A lot of things are connected to the internet. It makes remote troubleshooting and maintenance possible. It also represents a security hole that can be patched and monitored, but never completely closed.
An unknown hacker entered the computer system that controls the water treatment plant in Oldsmar, Florida and raised the sodium hydroxide (lye) level from 100 ppm to 11,100 ppm. An operator on duty noticed the change and restored the correct setting. The FBI and the Secret Service are investigating. The system no longer has remote accessibility.
There are three priorities in computer systems and servers. They can conflict.

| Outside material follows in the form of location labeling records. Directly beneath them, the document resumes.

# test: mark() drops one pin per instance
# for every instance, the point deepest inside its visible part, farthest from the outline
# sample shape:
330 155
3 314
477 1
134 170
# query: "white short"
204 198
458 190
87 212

1. Accessibility: The people that need access to the information and programs to perform their jobs need to be able to connect, access, and run programs with a minimum of difficulty. This is usually where admins are focused because when the analyst or the doctor can't get to what they want RIGHTNOWDAMMIT, the I.T. tech's boss get a call from his boss and things always roll downhill.
2. Redundancy: How is the data backed up? Where is the data backed up? How frequently is the data backed up? In the event of a failure, how do you restore the data? Have you real world tested it by doing a restore? Is there a second copy stored off site in real time?
3. Security: How hard is it to get into the system? How are users managed? How is access managed? What sort of firewalls are in place? What sort of intrusion detection? What sort of change tracking system? Is it automated? How often is there a full security review? (There's more questions, but if you can answer these, you're doing pretty good.)
It would not surprise me to find out that the person who did this either works for the city or is close to someone who is. The weak link in system security is the users.